Imaging Flow Cytometry acquisition, compensation and analysis for laboratory samples
Samples were acquired using the ImageStreamX MarkII machine (ISX, Amnis, Luminex). Three excitation wavelengths were used: 405 nm (DAPI - Channel 7- 50 mW), 561 nm (TMR - Channel 3 – 200 mW) and 642 nm (Cy5 - Channel 11 – 120 mW). For each sample, at least 50,000 cells were acquired and imaged with 60X magnification. Single stained samples were acquired using the compensation wizard of ISX. On average, less than 10 μL of 2x10^6 cell stock concentration were necessary to collect the optimal amount of cells, except towards the end of the experiment where cells were scarce.
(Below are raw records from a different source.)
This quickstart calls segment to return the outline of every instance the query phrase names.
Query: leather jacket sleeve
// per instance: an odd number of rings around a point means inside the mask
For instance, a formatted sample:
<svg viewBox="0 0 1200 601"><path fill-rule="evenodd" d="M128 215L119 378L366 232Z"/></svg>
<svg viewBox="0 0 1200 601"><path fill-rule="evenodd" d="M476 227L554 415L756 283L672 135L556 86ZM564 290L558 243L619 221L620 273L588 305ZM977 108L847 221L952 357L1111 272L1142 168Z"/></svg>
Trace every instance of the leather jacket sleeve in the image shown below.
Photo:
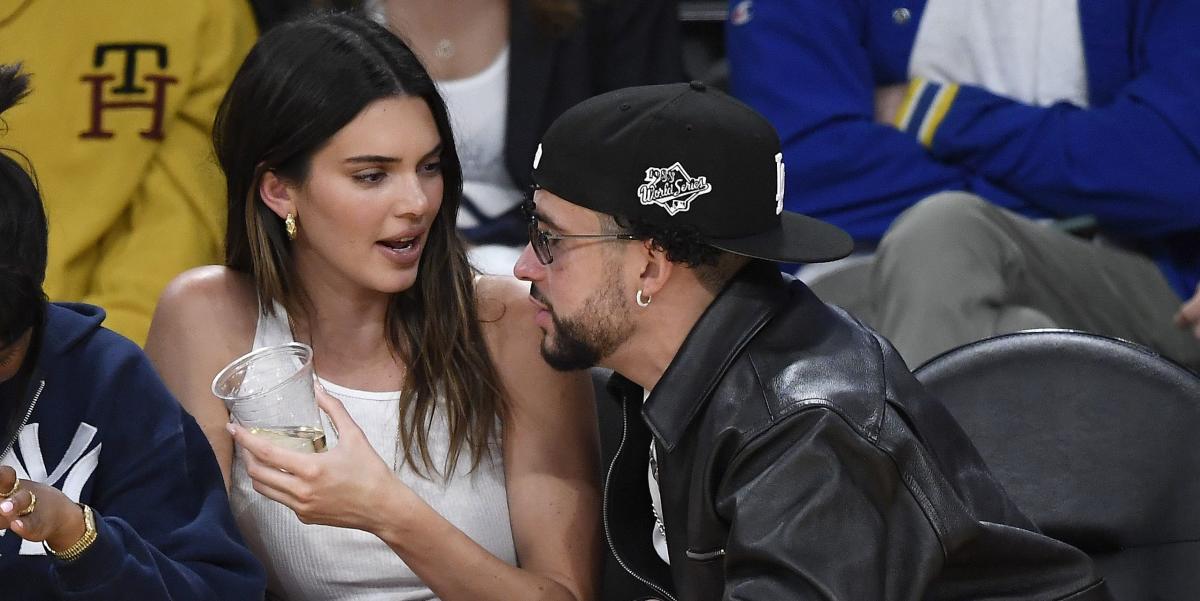
<svg viewBox="0 0 1200 601"><path fill-rule="evenodd" d="M826 407L745 445L716 507L730 519L728 600L916 600L943 562L891 458Z"/></svg>
<svg viewBox="0 0 1200 601"><path fill-rule="evenodd" d="M918 601L935 580L950 598L1110 599L1078 550L974 515L922 445L880 436L908 427L891 406L879 423L805 401L733 455L715 496L723 599Z"/></svg>

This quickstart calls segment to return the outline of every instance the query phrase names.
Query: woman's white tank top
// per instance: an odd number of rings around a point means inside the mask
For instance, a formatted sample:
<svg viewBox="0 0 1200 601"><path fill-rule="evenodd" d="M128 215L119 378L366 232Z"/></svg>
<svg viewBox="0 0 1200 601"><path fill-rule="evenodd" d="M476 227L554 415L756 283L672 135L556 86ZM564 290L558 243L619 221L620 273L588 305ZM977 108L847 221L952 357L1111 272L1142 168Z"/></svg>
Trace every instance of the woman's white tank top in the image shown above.
<svg viewBox="0 0 1200 601"><path fill-rule="evenodd" d="M274 316L259 318L254 348L288 342L292 342L292 334L287 314L277 304ZM345 404L380 457L397 465L400 393L366 392L320 381ZM328 417L324 414L321 417L332 448L337 444L336 435ZM444 412L436 413L428 441L430 456L442 461L449 446L444 418ZM470 457L464 453L445 481L439 476L432 480L422 478L407 464L396 468L396 477L475 542L501 560L516 565L498 444L491 455L491 459L485 458L474 472L468 473ZM302 524L290 509L255 492L240 451L235 451L232 480L229 495L234 516L246 543L267 568L268 597L279 596L288 601L437 599L375 535Z"/></svg>

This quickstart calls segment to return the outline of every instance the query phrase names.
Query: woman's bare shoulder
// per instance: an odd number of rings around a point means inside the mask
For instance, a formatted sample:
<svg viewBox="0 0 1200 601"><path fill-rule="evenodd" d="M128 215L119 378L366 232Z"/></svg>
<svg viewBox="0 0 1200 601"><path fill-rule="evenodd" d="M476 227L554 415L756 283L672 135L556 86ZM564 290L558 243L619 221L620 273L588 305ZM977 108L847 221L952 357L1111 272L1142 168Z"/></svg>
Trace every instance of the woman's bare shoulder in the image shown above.
<svg viewBox="0 0 1200 601"><path fill-rule="evenodd" d="M480 278L480 320L488 351L501 380L517 405L540 405L542 409L569 407L559 397L590 395L586 371L561 372L542 358L545 332L533 321L536 307L529 301L529 284L503 276ZM546 399L555 399L546 403Z"/></svg>
<svg viewBox="0 0 1200 601"><path fill-rule="evenodd" d="M171 280L159 297L151 334L245 346L258 317L254 282L222 265L196 267Z"/></svg>
<svg viewBox="0 0 1200 601"><path fill-rule="evenodd" d="M222 367L250 350L257 320L250 276L219 265L197 267L167 284L146 338L146 355L204 430L226 483L233 462L229 413L210 386Z"/></svg>
<svg viewBox="0 0 1200 601"><path fill-rule="evenodd" d="M529 302L529 283L509 276L485 275L475 282L479 319L491 341L513 337L527 339L539 332L533 323L534 307Z"/></svg>

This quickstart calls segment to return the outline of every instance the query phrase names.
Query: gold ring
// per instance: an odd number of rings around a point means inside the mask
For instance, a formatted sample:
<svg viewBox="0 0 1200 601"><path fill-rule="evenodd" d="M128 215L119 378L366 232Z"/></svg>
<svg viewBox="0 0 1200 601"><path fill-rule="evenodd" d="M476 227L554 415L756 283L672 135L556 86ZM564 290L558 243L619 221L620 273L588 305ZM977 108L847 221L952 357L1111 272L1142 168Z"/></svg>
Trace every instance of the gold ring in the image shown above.
<svg viewBox="0 0 1200 601"><path fill-rule="evenodd" d="M17 478L15 480L13 480L12 490L10 490L6 493L0 494L0 499L7 499L7 498L17 494L17 491L20 489L21 489L21 479Z"/></svg>
<svg viewBox="0 0 1200 601"><path fill-rule="evenodd" d="M22 509L21 511L18 511L17 517L19 517L19 518L25 517L25 516L33 513L34 509L37 509L37 495L33 494L33 491L31 490L31 491L29 491L29 506L26 507L25 509Z"/></svg>

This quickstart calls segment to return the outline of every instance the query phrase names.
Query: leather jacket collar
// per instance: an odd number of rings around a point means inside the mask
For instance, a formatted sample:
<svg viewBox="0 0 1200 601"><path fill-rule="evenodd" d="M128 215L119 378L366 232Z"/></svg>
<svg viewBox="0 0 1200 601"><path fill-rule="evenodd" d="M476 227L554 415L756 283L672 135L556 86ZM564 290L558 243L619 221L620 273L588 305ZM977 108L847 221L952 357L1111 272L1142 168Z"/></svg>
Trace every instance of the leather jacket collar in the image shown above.
<svg viewBox="0 0 1200 601"><path fill-rule="evenodd" d="M787 298L784 276L773 264L756 260L739 271L700 316L642 408L667 452L675 450L734 358ZM697 373L697 365L712 369Z"/></svg>

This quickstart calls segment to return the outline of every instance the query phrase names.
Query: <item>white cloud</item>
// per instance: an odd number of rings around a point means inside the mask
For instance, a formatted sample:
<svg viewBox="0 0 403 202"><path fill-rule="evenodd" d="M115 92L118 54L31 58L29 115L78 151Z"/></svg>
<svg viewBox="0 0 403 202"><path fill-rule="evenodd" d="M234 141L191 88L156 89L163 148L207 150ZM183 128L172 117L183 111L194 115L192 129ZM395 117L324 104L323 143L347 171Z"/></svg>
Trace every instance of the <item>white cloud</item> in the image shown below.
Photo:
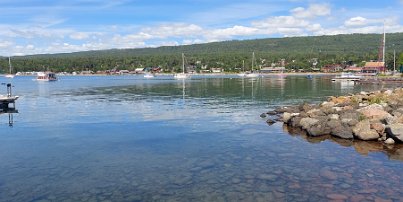
<svg viewBox="0 0 403 202"><path fill-rule="evenodd" d="M85 32L75 32L70 34L70 38L71 39L76 39L76 40L83 40L83 39L87 39L89 38L90 34L89 33L85 33Z"/></svg>
<svg viewBox="0 0 403 202"><path fill-rule="evenodd" d="M297 19L293 16L277 16L252 22L252 25L258 28L292 28L306 27L309 25L309 22L303 19Z"/></svg>
<svg viewBox="0 0 403 202"><path fill-rule="evenodd" d="M348 19L347 21L344 22L344 25L347 27L358 27L358 26L365 26L369 23L369 21L366 18L363 17L353 17Z"/></svg>
<svg viewBox="0 0 403 202"><path fill-rule="evenodd" d="M258 29L245 26L233 26L230 28L216 29L209 32L207 36L211 38L227 38L231 36L248 36L256 34Z"/></svg>
<svg viewBox="0 0 403 202"><path fill-rule="evenodd" d="M314 18L330 15L331 9L328 4L312 4L307 9L303 7L294 8L291 13L297 18Z"/></svg>
<svg viewBox="0 0 403 202"><path fill-rule="evenodd" d="M152 38L167 38L178 36L195 36L200 34L203 29L195 24L165 24L157 27L148 27L142 29L142 33L145 33Z"/></svg>
<svg viewBox="0 0 403 202"><path fill-rule="evenodd" d="M0 49L9 48L13 44L11 41L0 41Z"/></svg>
Data was analyzed using IDEAS6.2 (Amnis, Luminex). The compensation matrix was built using the IDEAS wizard and manually checked, before being applied to all the acquired files. Based on the Area (the number of microns squared in a mask) and Circularity (the degree of the mask’s deviation from a circle) of DAPI three populations are identified as single cells (mainly DAPI area < 60 a.u), doublets and aggregates (mainly DAPI area > 60 a.u). Single cells were additionally selected in the same focal plane using the BF gradient and contrast (both gradient and contrast measure the sharpness quality of an image by detecting large changes of pixel values in the image). All gates were defined on a single file before being applied to the total data set (See Fig. S10). Each file was then manually inspected to check the accuracy of single cell and aggregates gating. All the data (fluorescent intensities, morphological features, populations) was then exported for each cell of each file for analysis in R.
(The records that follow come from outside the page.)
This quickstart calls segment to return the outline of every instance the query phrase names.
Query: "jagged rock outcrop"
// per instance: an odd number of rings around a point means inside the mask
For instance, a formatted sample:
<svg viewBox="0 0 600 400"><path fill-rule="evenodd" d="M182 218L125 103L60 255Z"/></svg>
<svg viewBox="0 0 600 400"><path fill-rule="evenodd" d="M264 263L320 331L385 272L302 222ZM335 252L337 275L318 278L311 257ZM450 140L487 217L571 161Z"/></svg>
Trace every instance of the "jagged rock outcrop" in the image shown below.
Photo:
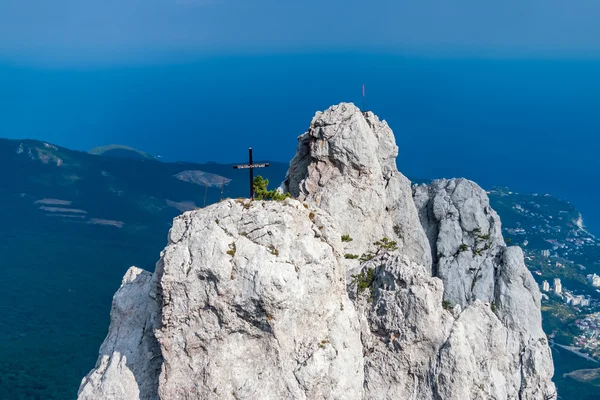
<svg viewBox="0 0 600 400"><path fill-rule="evenodd" d="M353 241L346 251L361 255L382 237L403 254L431 264L410 181L398 172L398 147L387 122L354 104L317 112L290 162L284 191L328 212Z"/></svg>
<svg viewBox="0 0 600 400"><path fill-rule="evenodd" d="M373 280L361 290L358 281ZM364 287L364 281L363 281ZM434 399L438 354L453 317L442 282L406 256L384 255L362 267L348 293L357 308L365 354L365 399Z"/></svg>
<svg viewBox="0 0 600 400"><path fill-rule="evenodd" d="M500 218L485 191L466 179L442 179L415 186L414 200L430 242L433 274L443 282L444 300L466 308L463 314L472 313L470 305L475 303L489 304L502 322L505 345L500 349L513 358L502 376L509 385L506 376L513 377L513 389L500 393L508 398L515 393L519 398L552 394L554 369L542 330L540 291L521 249L506 247ZM478 323L498 333L497 322ZM466 328L471 326L465 325L464 332Z"/></svg>
<svg viewBox="0 0 600 400"><path fill-rule="evenodd" d="M361 398L360 328L341 249L331 218L291 199L228 200L176 218L155 279L126 277L115 295L80 399ZM132 306L148 304L152 282L161 308L148 318L151 308ZM136 341L153 318L160 377L136 374L122 356L128 349L127 361L146 368Z"/></svg>
<svg viewBox="0 0 600 400"><path fill-rule="evenodd" d="M466 179L442 179L415 186L414 199L444 299L463 307L476 299L492 302L506 245L485 191Z"/></svg>
<svg viewBox="0 0 600 400"><path fill-rule="evenodd" d="M367 279L369 269L372 283L361 291L358 282ZM398 255L365 263L348 291L361 320L363 398L554 398L545 336L535 326L523 337L531 321L514 329L480 300L464 310L459 305L446 310L442 281Z"/></svg>
<svg viewBox="0 0 600 400"><path fill-rule="evenodd" d="M226 201L177 218L161 263L161 398L360 397L329 216L296 200Z"/></svg>
<svg viewBox="0 0 600 400"><path fill-rule="evenodd" d="M301 201L176 218L156 272L115 295L79 398L555 399L540 293L487 195L413 192L396 154L343 103L299 138L282 189Z"/></svg>
<svg viewBox="0 0 600 400"><path fill-rule="evenodd" d="M150 272L127 271L113 298L96 367L81 382L80 400L158 398L162 356L154 335L160 315L156 288Z"/></svg>

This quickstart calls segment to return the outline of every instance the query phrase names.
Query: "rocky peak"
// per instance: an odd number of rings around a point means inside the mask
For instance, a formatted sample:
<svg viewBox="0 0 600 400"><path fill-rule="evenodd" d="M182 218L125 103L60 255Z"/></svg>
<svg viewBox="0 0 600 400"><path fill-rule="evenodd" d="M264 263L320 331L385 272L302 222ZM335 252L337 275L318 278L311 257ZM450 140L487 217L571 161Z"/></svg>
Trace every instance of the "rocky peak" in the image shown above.
<svg viewBox="0 0 600 400"><path fill-rule="evenodd" d="M539 290L485 192L413 200L396 155L342 103L299 137L297 199L177 217L156 272L123 280L79 398L555 399ZM345 259L384 236L398 246Z"/></svg>
<svg viewBox="0 0 600 400"><path fill-rule="evenodd" d="M329 213L360 255L388 237L422 265L431 264L410 182L396 168L398 147L385 121L352 103L317 112L298 137L284 191Z"/></svg>

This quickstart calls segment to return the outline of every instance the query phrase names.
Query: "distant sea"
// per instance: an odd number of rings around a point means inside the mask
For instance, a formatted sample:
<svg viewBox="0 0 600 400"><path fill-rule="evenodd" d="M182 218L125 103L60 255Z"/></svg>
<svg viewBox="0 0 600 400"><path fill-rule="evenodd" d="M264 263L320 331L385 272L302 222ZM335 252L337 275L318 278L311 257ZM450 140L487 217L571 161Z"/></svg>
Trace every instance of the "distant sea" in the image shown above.
<svg viewBox="0 0 600 400"><path fill-rule="evenodd" d="M341 101L386 119L415 178L571 201L600 233L600 61L330 53L164 57L137 65L0 62L0 136L167 160L288 161L315 111Z"/></svg>

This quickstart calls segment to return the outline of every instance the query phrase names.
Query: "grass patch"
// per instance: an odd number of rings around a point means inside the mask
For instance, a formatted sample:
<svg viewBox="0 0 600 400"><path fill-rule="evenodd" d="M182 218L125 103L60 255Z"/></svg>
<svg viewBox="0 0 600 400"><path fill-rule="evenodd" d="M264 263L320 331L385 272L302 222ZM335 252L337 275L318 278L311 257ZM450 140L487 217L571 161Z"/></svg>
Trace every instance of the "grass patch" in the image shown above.
<svg viewBox="0 0 600 400"><path fill-rule="evenodd" d="M342 242L351 242L352 240L350 235L342 235Z"/></svg>
<svg viewBox="0 0 600 400"><path fill-rule="evenodd" d="M235 251L236 251L235 243L231 243L229 245L229 250L227 250L227 254L229 254L231 257L233 257L233 256L235 256Z"/></svg>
Similarity calculation. As defined in the IDEAs User Manual (Imagestream software) "The Similarity feature is the log transformed Pearson’s Correlation Coefficient and is a measure of the degree to which two images are linearly correlated within a masked region.". In Fig S4D, we correlate DAPI and mcp masks for each cell of two subpopulations (mcp+/psbA+, mcp+/psbA-) and plot its distribution. The threshold used to declare co-localisation was Similarity > 1.2
The files can be open with the software IDEAS 6.5.
Files with .cif extension contain the compensation matrix used to analyze the data based on single stain acquisition.
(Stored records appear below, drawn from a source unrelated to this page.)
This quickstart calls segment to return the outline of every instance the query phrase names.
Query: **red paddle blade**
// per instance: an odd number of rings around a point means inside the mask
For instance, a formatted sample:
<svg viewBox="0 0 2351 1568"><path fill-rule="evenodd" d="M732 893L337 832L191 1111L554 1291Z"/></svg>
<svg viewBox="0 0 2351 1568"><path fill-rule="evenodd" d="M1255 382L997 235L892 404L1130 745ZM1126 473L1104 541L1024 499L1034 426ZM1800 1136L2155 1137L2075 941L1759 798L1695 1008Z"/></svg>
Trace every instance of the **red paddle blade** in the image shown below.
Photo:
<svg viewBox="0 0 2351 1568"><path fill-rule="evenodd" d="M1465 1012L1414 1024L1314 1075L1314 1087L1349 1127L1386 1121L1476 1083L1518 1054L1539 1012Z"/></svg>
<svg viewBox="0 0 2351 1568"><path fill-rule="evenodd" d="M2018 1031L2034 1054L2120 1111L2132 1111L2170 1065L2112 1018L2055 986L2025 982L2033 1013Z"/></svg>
Files with .daf extension contain the actual data for each single cell of that time point, as well as the gates used to define the different populations.
IDEAS requires both .cif and .daf files for a given sample.
Files are named with the following scheme: Treatment_Replicate_TimePoint
If Treament = Ctrl: the samples are from non-infected E. huxleyi cultures
If Treament = EhV201: the samples are from E. huxleyi cultures infected with EhV201
Replicate = R1-R2-R3
The Control R1 was kept for microscopy controls.
TimePoint = 0, 8, 24, 48, 72 hours post infection (hpi).